Works with Managers to identify problems and formulate action plans to address
concerns. Ensures effectiveness of the restaurant Production Systems and
requirements are in place.
○ Monitor Supervisors to ensure that Service Systems and Crew support requirements
are in place.
○ Conduct regular review and assessment of the Product Quality and Service Quality
levels. Lead and coach management team to design Product /Service Quality &
Cleanliness & Sanitation programs. Deploy activities and track implementation.
○ Assure that the restaurant follows all relevant health and safety standards.
○ Ensure effective operational implementation of New Product Standards,
Procedures and Processes. Preventive Maintenance Program development and
implementation.
○ Supplier coordination.
○ Ensure that the restaurant has the necessary inventory and supplies to meet demand.
This could involve forecasting sales and ordering supplies accordingly, as well as
minimizing waste.
○ Resolving customers' questions and grievances in a professional manner to ensure
warm and sincere distinct service to customers.
○ Gather guests’ feedback and recommend improvements to the menu to ensure
consistency of great tasting food with high value for money.
● Profit Target Achievement
○ Help the RM in creating a cost management orientation among the restaurant team
by leading them in defining cost management and operational efficiency
improvement activities. Lead in the implementation of activities to improve
restaurant cost performance levels.
○ Ensure achievement of variable cost targets in the areas of Food Cost & Paper Cost
(FC/PC), operating expenses, utilities, Repairs & Maintenance (R&M) & Local
Store Marketing (LSM).
○ Oversee Supervisors to ensure achievement of Labor Cost targets. Design variable
cost management strategy for approval by RM. Monitor and evaluate
implementation.
○ Assist the RM in implementing cost-saving measures. It involves ensuring the
reduction of food waste, optimizing staffing levels, or renegotiating supplier
contracts.
○ Help the RM in reviewing the pricing of menu items regularly to ensure that they
are priced correctly. Consider the cost of ingredients, preparation time, and portion
size when determining the price of each item.

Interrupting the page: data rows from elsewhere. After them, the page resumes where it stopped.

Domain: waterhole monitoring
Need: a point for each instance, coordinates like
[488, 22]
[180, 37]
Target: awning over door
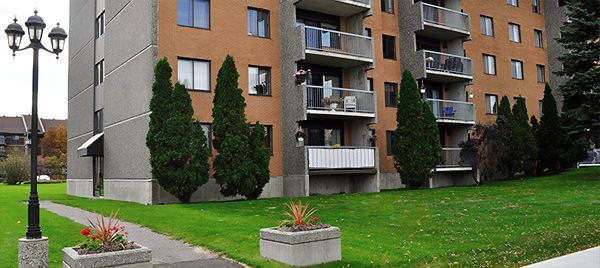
[92, 147]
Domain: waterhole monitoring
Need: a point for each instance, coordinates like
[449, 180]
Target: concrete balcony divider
[349, 100]
[336, 42]
[343, 157]
[342, 8]
[444, 17]
[448, 64]
[453, 111]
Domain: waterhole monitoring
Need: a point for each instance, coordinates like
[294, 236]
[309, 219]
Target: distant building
[14, 129]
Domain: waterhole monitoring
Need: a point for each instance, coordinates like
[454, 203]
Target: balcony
[323, 159]
[443, 23]
[453, 112]
[451, 161]
[447, 68]
[342, 8]
[333, 101]
[335, 48]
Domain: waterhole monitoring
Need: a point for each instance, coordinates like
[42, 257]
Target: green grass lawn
[500, 224]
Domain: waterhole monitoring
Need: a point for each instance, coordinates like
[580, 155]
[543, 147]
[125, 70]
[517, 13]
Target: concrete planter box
[301, 248]
[131, 258]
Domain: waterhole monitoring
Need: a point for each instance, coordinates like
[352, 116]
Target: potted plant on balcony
[106, 245]
[301, 240]
[301, 75]
[333, 102]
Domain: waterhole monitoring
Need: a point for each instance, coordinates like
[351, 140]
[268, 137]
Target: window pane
[252, 22]
[202, 75]
[185, 73]
[252, 79]
[184, 12]
[202, 13]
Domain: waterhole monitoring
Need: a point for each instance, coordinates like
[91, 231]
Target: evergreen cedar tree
[242, 165]
[581, 93]
[505, 154]
[415, 145]
[522, 140]
[178, 146]
[551, 138]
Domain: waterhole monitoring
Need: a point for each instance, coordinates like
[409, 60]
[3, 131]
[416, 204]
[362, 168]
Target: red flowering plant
[300, 218]
[104, 235]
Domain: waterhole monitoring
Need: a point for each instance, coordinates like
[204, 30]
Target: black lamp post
[35, 27]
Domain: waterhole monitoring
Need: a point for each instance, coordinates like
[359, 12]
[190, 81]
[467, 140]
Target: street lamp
[35, 28]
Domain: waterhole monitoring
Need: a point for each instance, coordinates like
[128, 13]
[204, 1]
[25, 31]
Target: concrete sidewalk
[589, 258]
[166, 252]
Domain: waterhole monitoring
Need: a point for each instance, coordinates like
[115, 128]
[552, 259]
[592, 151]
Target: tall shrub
[550, 136]
[242, 165]
[179, 155]
[522, 142]
[261, 157]
[413, 146]
[581, 92]
[16, 169]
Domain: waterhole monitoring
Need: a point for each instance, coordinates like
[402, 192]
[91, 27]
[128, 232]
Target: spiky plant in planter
[300, 218]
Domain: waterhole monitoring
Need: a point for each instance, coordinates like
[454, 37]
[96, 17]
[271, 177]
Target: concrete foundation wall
[390, 181]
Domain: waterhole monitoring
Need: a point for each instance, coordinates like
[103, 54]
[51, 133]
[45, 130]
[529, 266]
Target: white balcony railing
[344, 157]
[446, 17]
[339, 99]
[448, 63]
[451, 158]
[338, 42]
[452, 110]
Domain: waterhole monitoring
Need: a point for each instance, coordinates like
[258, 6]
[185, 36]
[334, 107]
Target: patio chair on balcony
[350, 103]
[449, 112]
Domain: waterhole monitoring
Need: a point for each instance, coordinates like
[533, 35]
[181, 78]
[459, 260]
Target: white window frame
[486, 25]
[517, 69]
[514, 32]
[194, 82]
[489, 64]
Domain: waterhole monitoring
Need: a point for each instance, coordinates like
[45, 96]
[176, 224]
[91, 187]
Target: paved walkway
[166, 252]
[589, 258]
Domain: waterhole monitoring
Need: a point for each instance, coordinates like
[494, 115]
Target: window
[389, 138]
[259, 81]
[207, 129]
[541, 73]
[99, 73]
[487, 25]
[538, 38]
[98, 121]
[489, 64]
[387, 6]
[389, 47]
[193, 13]
[535, 6]
[391, 94]
[268, 137]
[514, 32]
[258, 22]
[491, 104]
[518, 99]
[517, 69]
[194, 74]
[100, 25]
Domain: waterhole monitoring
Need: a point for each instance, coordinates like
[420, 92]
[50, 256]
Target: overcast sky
[15, 75]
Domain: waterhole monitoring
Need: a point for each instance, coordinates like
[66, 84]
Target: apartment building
[466, 54]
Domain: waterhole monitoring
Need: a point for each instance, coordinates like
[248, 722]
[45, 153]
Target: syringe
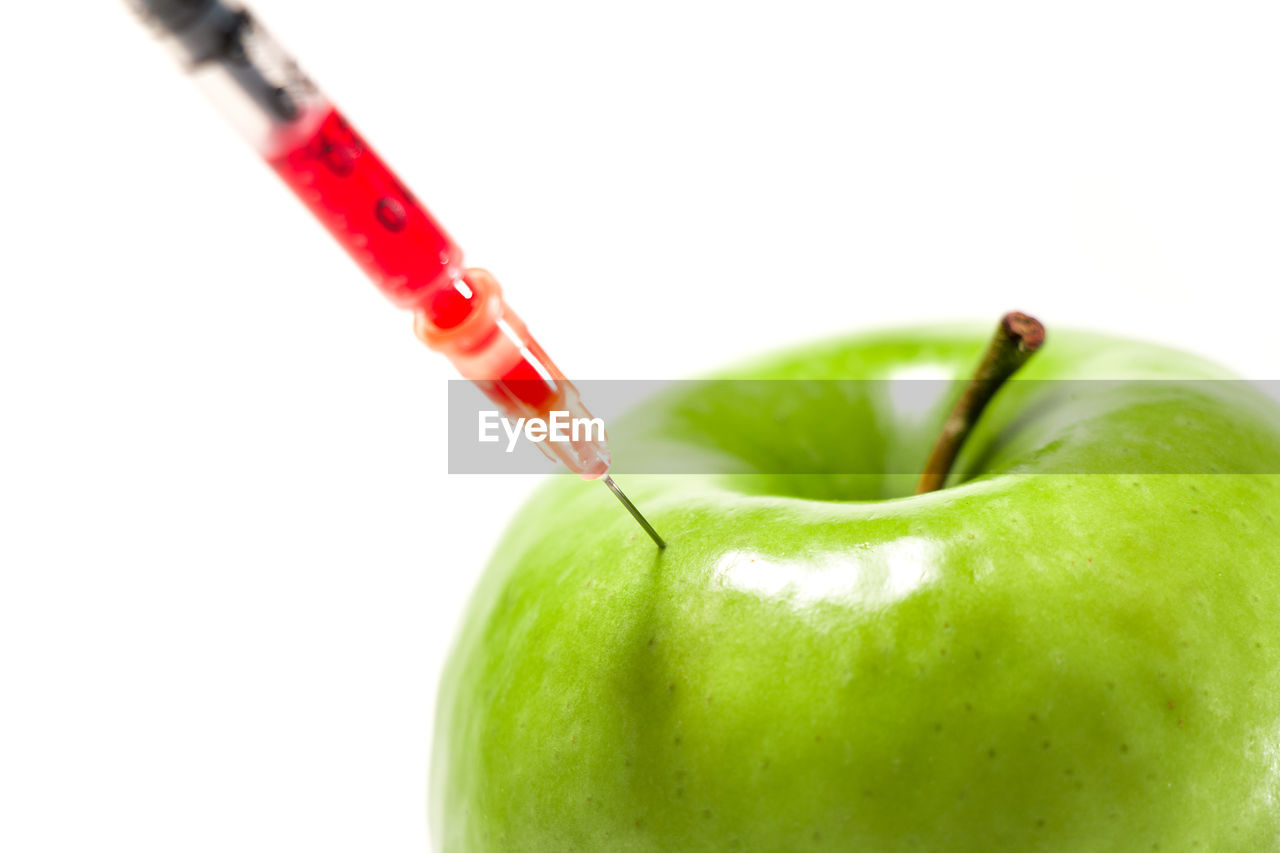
[376, 219]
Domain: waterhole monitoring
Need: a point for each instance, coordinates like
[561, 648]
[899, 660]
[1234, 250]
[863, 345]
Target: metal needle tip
[634, 511]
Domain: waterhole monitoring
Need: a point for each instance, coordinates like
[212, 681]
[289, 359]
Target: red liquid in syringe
[376, 219]
[402, 249]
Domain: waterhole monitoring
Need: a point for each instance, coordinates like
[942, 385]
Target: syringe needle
[635, 512]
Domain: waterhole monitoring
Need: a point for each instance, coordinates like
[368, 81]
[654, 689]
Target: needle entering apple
[631, 507]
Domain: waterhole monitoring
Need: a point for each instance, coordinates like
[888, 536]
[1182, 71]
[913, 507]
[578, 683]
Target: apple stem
[1016, 337]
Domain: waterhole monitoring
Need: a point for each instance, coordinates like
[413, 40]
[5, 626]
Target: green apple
[1025, 660]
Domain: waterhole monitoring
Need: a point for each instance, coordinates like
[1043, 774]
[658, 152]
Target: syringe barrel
[312, 149]
[492, 347]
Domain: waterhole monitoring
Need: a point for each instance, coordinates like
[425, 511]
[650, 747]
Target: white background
[231, 559]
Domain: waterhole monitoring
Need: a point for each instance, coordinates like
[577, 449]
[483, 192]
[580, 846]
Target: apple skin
[1016, 662]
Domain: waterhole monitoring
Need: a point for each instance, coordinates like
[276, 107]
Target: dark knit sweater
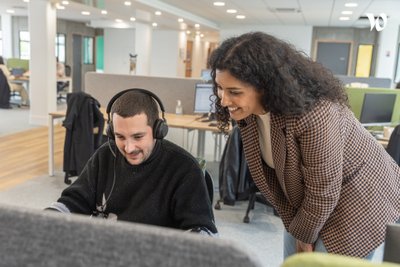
[168, 189]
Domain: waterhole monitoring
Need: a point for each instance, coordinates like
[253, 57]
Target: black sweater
[168, 189]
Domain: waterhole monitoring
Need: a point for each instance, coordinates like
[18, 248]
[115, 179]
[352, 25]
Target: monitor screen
[202, 102]
[206, 75]
[377, 109]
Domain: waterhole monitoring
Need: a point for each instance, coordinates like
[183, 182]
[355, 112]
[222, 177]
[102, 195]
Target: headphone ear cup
[110, 131]
[160, 129]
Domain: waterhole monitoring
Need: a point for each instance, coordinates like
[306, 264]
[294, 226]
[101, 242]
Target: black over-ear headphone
[160, 127]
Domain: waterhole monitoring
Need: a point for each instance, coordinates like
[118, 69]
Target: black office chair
[61, 92]
[255, 195]
[392, 244]
[210, 185]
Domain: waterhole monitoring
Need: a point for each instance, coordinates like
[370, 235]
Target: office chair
[255, 195]
[210, 185]
[61, 86]
[208, 178]
[392, 244]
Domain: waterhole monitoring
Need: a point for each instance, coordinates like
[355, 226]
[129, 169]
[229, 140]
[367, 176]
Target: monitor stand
[208, 117]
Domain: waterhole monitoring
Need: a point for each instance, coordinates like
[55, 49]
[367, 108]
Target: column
[387, 48]
[6, 28]
[42, 65]
[143, 40]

● People Management & Development
○ Crew
■ Assist RM/SM in Crew Assessments, performance appraisal documentation
and submission.
■ Conduct crew meetings. Monitor consistent implementation of Code of
Conduct (Employee Handbook) and all HR and Legal requirements and
procedures.
■ Manage
effective
management-crew
communication,
feedback,
performance management, coaching, and discipline.
■ Coordination of communication between front and back of house staff
members and provide them their shift schedules.
■ Train all personnel on service procedures and order, and hold them
responsible to the standards.
Non-Essential Functions
● Prepare periodic status reports related to restaurant operations and/or technical
services/support to Restaurant Manager and other reports that may be required by
management. Prepare management reports, restaurant reports/requirements as required.
Job Specifications
● At least Associate’s Degree or related courses in Business, Management, Finance/
Business, Accounting, etc.
● At least 2 years experience as a Team Leader in a food service or retail operations.
Demonstrated experience in managing others/teams preferably in food service industries.